You kids get off my lawn. 

An Atlas Of Fantasy - J.B. Post I rescued this book from certain doom yesterday - you're welcome - and in order to do so, I had to find my copy and page through it. So I might as well review! (The certain doom is the fact that Goodreads will no longer display book data that comes from Amazon. If you follow the link in the blog post, you'll get a list of books on your bookshelves that are in peril. And before you freak out, it looks as though your reviews will be safe, even if they are written for a book only listed through Amazon info, just all the information will be stripped from the book page. So it will look like you wrote a review of a phantom book by nobody.)

I spent nearly two decades working as a picture framer, and we would become our least productive whenever we had a map to frame. Maps of real places are political as hell - just get a cartographer going about the Mercator versus the Peters projection - just like any visual display of information. What goes in is a choice, as is what gets excluded. The maps in this book are all of imaginary places, which makes that whole wax-ball even crazier. Listen to this, from the introduction by Lester del Rey:

A map, as the sematicists tell us, is not the territory, as a symbol is not the entity. But magic has not accepted this; in the worlds of magic, the symbol controls and dominates. And a map of one of those worlds can open the territory beyond the power of words to describe.

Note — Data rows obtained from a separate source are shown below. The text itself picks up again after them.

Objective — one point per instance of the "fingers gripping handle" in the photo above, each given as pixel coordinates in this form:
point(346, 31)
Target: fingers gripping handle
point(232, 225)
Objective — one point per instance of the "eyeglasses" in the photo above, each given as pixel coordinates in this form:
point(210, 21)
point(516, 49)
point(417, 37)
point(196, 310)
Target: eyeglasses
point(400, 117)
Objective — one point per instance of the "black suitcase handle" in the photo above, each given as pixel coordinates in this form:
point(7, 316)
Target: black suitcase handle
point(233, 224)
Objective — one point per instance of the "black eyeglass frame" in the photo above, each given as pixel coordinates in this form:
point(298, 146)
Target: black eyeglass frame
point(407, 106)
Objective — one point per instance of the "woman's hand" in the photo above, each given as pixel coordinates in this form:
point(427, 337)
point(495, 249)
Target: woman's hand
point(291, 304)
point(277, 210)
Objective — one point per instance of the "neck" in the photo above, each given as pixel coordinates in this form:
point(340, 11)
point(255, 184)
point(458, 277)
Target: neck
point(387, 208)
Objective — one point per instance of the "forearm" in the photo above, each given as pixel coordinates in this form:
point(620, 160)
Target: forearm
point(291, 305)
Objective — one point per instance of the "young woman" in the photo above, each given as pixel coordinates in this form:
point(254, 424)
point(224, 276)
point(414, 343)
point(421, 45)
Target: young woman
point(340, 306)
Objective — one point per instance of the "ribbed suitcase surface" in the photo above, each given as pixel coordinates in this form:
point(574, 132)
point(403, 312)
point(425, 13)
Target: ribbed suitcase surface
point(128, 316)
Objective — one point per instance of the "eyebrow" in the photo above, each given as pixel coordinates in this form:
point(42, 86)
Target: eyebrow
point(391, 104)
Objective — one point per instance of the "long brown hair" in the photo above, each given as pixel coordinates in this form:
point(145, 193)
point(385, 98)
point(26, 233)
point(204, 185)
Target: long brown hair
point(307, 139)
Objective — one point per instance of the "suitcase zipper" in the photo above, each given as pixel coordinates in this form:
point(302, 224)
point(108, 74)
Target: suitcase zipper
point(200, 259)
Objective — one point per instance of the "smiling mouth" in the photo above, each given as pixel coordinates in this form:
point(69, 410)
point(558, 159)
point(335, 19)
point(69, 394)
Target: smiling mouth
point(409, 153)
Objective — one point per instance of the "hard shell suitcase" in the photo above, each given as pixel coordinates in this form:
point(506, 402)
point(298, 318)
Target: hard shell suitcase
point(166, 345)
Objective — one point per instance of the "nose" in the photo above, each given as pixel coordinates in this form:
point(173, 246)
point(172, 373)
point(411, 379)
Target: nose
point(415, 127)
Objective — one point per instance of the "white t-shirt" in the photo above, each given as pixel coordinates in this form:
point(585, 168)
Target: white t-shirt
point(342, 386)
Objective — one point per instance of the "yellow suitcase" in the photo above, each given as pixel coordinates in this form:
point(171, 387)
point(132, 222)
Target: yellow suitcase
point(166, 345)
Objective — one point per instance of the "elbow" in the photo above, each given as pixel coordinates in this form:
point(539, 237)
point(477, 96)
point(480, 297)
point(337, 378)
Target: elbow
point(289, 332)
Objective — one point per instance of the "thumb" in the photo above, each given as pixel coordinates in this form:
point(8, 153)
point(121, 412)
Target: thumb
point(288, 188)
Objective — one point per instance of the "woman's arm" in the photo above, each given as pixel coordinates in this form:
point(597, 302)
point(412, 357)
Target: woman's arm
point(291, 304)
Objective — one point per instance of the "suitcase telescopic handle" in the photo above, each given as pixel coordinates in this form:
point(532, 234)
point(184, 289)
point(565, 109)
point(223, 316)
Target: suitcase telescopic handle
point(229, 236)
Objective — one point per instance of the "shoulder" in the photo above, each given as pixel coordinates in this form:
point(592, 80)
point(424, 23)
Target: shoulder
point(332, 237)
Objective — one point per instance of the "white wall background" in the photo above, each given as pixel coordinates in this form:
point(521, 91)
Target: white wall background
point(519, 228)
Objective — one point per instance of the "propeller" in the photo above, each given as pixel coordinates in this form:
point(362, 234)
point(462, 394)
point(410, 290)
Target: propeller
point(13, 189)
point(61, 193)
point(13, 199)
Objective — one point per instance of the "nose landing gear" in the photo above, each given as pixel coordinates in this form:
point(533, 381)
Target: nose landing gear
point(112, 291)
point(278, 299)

That is the hottest thing I've read this week. I am fanning myself here.

The editor of this book is using the term fantasy in its little-f sense - though there are plenty of maps from capital-F Fantasy novels. For example, the editor includes places like Eden and Hell, Anthony Trollope's Barsetshire, or Treasure Island because the maps are wholly imaginary. (You may believe in Hell or Eden, but certainly no one has been to those places and drawn a map. Or nobody credible anyway.) But he excludes maps of places like Thomas Hardy's Wessex, because Wessex is mostly Southern England with the places renamed: "it is not merely that a real place inspired the Wessex locale, it is that locale." Dude should have used a semicolon there, but I totally love this sort of nerdy attention to taxonomy in my reference material.

The revised edition of this book (which is the one you should try to get, if you have any interest in it - the maps are better quality, and a bunch more were added) was published in 1979, so this is a little dated, but in some ways that works in its favor. Growing interest in capital-f Fantasy in the late 60s and 70s, and the influence of Tolkien in making maps de rigueur in Fantasy novels means there are an awful lot of them now, and that much harder to pick and choose. This manages to hit most of the biggies - Narnia, Prydain, Pern - without getting bogged down in latter day Alagaƫsias. (Oh, how I loathe that umlaut.)

My only bitch is that there isn't an index, which seems to be a commonly overlooked part of non-academic reference stuff. It makes looking for a specific thing super annoying, as you have to go through the table of contents closely, and that seems to be arranged only by chronology. Which, you know, is not the user friendliest of search methods.

Also, and I know this shouldn't be included - and it isn't in the book - because it is mostly a real place re-labeled, I am reproducing a map to Sinclair Lewis's fake state of Winnemac because it is so cute:

Winnemac is carved out of Michigan, mostly

Lewis had to invent Winnemac after Sauk Center got pissed off at him for renaming the town Gopher Prairie, but otherwise leaving it placed in the same spot in Minnesota, and then attacking it with satire. Political, see? Maps are so cool.